O psicólogo Bruno Nogueira ressalta que, para casais em que um dos parceiros tem TDAH, a psicoeducação (técnica que relaciona os instrumentos psicológicos e pedagógicos com objetivo de ensinar o paciente e pessoas ao redor sobre a patologia), rotinas estruturadas e suporte terapêutico são fundamentais.
“O tratamento do TDAH é multimodal, incluindo medicação, psicoterapia, suporte educacional e laboral, além de grupos de apoio, que ainda são pouco estimulados no Brasil”, acrescenta.
Tratamento eficaz
Na avaliação do psiquiatra Antônio Alvim, professor da Universidade Federal de Minas Gerais (UFMG), o tratamento medicamentoso apresenta uma alta taxa de eficácia e é complementar a exercícios físicos e psicoterapia.
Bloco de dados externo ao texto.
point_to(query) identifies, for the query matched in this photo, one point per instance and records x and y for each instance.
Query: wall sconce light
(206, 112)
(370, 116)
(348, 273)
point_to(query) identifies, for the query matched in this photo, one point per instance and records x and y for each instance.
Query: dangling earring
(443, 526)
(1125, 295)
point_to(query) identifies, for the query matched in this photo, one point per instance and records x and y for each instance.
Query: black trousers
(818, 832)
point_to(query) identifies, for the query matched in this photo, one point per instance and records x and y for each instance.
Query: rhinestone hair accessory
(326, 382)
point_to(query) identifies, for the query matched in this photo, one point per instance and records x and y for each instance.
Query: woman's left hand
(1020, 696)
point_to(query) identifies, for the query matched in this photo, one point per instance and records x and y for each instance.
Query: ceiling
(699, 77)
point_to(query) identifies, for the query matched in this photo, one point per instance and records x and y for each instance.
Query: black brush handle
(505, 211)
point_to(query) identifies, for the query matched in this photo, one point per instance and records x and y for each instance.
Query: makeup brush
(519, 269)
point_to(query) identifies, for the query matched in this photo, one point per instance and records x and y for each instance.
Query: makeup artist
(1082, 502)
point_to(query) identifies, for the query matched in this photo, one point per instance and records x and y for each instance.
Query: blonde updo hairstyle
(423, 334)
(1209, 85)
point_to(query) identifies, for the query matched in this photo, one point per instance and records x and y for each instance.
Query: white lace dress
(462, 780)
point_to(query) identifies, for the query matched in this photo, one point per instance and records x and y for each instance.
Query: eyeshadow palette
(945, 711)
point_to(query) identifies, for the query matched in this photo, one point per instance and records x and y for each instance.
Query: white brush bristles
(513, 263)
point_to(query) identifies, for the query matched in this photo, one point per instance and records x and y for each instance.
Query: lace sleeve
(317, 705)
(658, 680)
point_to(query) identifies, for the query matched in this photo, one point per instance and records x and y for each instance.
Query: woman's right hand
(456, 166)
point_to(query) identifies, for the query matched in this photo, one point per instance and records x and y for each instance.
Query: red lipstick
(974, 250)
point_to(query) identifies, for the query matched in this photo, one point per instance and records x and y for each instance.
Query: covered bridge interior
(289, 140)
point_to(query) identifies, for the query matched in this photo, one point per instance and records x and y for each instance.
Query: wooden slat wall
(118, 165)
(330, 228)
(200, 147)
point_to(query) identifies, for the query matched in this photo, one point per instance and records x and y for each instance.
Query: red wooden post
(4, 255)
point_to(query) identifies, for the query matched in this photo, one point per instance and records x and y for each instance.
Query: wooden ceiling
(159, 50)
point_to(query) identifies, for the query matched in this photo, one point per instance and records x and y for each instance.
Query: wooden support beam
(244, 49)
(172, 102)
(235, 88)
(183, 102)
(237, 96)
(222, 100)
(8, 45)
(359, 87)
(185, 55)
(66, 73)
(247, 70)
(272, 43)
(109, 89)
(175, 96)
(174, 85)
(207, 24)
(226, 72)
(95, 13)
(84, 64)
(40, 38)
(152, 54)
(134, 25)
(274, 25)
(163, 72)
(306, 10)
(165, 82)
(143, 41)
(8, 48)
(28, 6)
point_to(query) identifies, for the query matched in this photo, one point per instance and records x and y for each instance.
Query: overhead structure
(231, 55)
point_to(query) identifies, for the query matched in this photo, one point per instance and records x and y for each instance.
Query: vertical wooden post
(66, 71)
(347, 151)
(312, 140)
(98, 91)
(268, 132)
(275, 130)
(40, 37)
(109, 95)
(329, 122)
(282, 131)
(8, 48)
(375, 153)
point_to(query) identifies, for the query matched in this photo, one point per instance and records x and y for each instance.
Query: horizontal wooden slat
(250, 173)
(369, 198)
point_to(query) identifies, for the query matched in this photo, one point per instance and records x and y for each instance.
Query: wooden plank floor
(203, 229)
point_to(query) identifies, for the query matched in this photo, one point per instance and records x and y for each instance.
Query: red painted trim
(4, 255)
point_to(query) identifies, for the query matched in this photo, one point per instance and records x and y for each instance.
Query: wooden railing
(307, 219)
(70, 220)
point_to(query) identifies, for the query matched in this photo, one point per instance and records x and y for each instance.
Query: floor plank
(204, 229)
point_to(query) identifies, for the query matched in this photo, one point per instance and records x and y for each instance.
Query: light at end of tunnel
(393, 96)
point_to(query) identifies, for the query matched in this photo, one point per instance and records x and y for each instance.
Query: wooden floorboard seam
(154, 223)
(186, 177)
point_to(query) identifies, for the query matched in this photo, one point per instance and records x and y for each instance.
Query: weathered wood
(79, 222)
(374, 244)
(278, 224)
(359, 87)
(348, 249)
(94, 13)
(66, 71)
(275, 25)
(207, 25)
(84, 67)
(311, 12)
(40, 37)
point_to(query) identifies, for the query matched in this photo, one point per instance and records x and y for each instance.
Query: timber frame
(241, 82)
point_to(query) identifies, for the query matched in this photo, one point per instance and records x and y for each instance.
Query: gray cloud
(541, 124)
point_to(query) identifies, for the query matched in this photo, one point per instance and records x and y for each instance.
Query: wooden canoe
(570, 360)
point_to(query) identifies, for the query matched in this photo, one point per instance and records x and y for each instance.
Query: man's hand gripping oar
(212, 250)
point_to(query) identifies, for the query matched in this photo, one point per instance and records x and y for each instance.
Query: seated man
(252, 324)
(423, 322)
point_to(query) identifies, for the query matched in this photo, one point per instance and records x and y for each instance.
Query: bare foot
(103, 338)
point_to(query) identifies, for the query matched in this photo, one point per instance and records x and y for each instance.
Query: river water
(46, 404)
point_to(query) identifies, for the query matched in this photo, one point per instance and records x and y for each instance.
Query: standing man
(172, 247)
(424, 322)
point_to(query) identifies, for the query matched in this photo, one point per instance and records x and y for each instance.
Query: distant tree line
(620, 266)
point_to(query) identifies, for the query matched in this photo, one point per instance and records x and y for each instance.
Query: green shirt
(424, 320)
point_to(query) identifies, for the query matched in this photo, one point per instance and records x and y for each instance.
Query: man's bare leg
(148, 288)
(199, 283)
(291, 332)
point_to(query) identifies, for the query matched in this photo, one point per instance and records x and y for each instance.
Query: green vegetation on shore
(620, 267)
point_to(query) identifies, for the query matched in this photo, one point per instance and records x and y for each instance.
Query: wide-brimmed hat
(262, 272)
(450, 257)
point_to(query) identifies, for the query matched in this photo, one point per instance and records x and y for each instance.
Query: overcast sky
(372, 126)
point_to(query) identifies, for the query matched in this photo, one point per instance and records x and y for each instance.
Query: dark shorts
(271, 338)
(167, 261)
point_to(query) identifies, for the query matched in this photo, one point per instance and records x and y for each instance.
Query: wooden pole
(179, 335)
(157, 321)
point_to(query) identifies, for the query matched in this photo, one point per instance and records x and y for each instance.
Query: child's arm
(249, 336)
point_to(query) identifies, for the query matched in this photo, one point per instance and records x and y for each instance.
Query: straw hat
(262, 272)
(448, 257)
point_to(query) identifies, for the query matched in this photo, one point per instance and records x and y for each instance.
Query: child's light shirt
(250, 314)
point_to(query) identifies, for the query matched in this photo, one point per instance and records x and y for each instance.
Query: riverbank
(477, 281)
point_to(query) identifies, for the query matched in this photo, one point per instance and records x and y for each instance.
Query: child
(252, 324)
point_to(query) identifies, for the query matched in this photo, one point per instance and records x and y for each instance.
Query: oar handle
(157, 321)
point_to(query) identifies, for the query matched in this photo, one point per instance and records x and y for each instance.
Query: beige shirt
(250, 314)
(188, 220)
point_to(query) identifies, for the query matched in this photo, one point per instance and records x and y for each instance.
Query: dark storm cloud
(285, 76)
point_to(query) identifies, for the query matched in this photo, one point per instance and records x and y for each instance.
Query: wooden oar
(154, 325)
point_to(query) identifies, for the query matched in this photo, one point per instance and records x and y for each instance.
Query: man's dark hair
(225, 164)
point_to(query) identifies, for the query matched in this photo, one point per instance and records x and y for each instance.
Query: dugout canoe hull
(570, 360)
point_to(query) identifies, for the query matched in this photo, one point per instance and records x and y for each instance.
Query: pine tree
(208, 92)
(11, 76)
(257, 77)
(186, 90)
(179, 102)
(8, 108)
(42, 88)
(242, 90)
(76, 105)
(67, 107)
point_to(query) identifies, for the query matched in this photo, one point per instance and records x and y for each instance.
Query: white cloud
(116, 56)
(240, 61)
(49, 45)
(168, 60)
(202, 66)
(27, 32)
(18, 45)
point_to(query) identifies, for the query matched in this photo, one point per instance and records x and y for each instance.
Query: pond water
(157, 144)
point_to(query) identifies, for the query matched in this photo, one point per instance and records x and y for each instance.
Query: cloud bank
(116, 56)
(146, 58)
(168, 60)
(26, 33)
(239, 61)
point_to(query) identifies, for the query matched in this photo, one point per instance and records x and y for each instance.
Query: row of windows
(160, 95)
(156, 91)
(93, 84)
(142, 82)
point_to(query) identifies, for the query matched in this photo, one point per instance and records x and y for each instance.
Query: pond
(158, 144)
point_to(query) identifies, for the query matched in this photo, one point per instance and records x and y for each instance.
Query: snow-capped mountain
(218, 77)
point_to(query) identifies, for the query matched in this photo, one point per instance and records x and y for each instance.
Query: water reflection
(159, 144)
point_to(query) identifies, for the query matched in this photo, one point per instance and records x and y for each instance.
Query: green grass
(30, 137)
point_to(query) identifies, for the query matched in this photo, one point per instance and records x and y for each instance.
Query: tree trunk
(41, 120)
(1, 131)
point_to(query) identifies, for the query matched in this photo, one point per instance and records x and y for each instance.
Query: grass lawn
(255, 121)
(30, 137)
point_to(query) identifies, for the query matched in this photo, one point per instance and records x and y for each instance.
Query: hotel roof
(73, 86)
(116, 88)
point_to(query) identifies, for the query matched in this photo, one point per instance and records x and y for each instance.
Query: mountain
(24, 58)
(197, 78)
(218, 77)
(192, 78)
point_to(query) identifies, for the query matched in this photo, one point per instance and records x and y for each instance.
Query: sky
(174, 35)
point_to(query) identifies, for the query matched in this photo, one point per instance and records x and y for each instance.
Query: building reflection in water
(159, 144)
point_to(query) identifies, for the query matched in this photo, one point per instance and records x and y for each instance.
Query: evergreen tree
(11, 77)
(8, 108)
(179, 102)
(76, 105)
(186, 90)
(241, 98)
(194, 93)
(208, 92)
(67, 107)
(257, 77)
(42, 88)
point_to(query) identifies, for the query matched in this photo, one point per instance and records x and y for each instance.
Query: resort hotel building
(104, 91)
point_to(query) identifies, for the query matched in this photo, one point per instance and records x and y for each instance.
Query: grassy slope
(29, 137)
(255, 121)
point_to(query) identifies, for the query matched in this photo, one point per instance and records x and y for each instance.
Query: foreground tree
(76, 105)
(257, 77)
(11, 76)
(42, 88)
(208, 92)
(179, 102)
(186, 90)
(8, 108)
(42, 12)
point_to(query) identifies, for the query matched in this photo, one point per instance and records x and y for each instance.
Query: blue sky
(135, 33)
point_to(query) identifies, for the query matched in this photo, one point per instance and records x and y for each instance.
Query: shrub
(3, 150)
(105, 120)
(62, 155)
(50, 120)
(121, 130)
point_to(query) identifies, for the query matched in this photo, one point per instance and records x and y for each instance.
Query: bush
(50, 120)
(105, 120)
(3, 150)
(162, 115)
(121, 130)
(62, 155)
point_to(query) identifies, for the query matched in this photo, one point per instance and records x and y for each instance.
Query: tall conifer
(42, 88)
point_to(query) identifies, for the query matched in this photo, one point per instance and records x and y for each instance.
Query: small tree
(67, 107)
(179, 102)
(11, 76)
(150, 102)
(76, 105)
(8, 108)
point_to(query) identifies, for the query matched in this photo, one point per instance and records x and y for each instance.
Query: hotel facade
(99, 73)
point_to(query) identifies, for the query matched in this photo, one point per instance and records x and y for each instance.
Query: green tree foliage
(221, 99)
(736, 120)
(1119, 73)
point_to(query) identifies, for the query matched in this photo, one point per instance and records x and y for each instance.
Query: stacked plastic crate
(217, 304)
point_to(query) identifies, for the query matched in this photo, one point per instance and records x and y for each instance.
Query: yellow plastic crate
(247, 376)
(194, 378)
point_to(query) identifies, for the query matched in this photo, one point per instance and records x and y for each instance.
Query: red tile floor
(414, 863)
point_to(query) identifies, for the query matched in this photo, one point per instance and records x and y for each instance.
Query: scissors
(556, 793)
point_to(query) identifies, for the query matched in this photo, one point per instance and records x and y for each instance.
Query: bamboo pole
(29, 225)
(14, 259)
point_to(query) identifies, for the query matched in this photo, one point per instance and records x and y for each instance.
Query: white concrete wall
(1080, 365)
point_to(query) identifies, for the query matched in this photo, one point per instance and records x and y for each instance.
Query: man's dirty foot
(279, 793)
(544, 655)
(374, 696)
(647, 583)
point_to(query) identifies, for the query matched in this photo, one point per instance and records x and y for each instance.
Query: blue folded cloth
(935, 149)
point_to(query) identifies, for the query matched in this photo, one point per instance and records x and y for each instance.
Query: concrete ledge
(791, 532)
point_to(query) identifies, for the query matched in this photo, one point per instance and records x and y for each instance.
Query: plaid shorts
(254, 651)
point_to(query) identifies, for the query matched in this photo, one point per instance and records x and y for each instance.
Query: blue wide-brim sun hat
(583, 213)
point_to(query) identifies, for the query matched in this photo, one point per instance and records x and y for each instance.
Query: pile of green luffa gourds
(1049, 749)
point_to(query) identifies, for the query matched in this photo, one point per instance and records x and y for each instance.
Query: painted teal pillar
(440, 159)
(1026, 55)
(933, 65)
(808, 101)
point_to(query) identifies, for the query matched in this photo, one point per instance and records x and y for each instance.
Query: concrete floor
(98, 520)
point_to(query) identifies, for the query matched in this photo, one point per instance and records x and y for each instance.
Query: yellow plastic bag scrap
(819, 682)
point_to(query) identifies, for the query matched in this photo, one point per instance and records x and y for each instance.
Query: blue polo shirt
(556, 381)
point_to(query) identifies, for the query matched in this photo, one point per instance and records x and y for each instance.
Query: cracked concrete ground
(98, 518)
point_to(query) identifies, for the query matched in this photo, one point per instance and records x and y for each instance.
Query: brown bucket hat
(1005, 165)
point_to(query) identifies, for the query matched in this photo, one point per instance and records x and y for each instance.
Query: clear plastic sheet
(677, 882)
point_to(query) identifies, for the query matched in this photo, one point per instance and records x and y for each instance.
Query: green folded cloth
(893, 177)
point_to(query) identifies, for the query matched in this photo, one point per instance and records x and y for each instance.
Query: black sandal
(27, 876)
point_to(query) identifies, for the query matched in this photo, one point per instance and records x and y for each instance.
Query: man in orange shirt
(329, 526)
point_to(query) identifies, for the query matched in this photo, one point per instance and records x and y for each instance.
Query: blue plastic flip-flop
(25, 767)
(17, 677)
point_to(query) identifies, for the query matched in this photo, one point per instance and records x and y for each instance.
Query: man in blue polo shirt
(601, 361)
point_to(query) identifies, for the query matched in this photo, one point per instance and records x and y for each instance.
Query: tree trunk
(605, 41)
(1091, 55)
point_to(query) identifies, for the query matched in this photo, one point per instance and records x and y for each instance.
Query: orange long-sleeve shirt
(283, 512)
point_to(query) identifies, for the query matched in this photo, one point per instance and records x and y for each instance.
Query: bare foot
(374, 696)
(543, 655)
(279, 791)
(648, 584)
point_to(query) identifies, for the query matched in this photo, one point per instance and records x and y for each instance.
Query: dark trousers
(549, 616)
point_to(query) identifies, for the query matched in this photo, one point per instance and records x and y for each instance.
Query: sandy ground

O acesso gratuito, contudo, é um entrave.
“A dificuldade de acesso à medicação pelo SUS gera impactos negativos para os indivíduos e para a economia do país, que perde cerca de R$ 1 bilhão ao ano devido a acidentes, instabilidade no emprego e comorbidades associadas ao transtorno”, pontua.
Ao contrário da crença popular, o psiquiatra lembra que o TDAH não é pura e simplesmente falta de atenção. “É uma condição neurobiológica em que o cérebro tem escassez de dopamina e está sempre buscando estímulos que a liberem, podendo levar ao hiperfoco, em que a pessoa se prende a uma atividade e esquece o resto”.
FALTA DE PACIÊNCIA – O que funciona para uns, não necessariamente se aplica a todos. O técnico de enfermagem Ezequiel Wagner Rosa, 31 anos, foi diagnosticado com TDAH na infância. Apesar de usar estratégias de organização, a falta de paciência, segundo ele, atrapalha.
“Acabo conferindo as coisas várias vezes, se tranquei o carro ou a porta. Se coloco a chave em outro lugar que não o usual, não lembro onde deixei e procuro por toda casa. Minha letra fica feia quando tenho preguiça de escrever. Meu hiperfoco aparece em jogos, desenho na infância. Em outras atividades, me dedico até cansar e abandono”.
O mesmo ocorre com a profissional de comunicação Letícia Barbosa, 31 anos, diagnosticada em momentos distintos da vida. Após anos de dúvidas e mudanças de médicos, uma medicação sugerida por um endocrinologista a fez se sentir bem pela primeira vez. A partir daí, um diagnóstico neuropsicológico confirmou o TDAH.
“Quando criança e adolescente, tinha dificuldade de ficar quieta, de me concentrar em matérias que pareciam mais difíceis. Tomar decisões, até hoje, pode ser um sofrimento. Pessoalmente, a impulsividade já causou problemas, principalmente por falar demais ou de forma inadequada, o que me leva a pedir desculpas com frequência”, conta.
Os depoimentos evidenciam que o TDAH, na prática, é muito mais que um “jeito de ser”. “Nosso cérebro não produz dopamina na mesma medida que o de uma pessoa neurotípica, e isso torna tarefas simples muito mais difíceis do que parecem”, completa Letícia.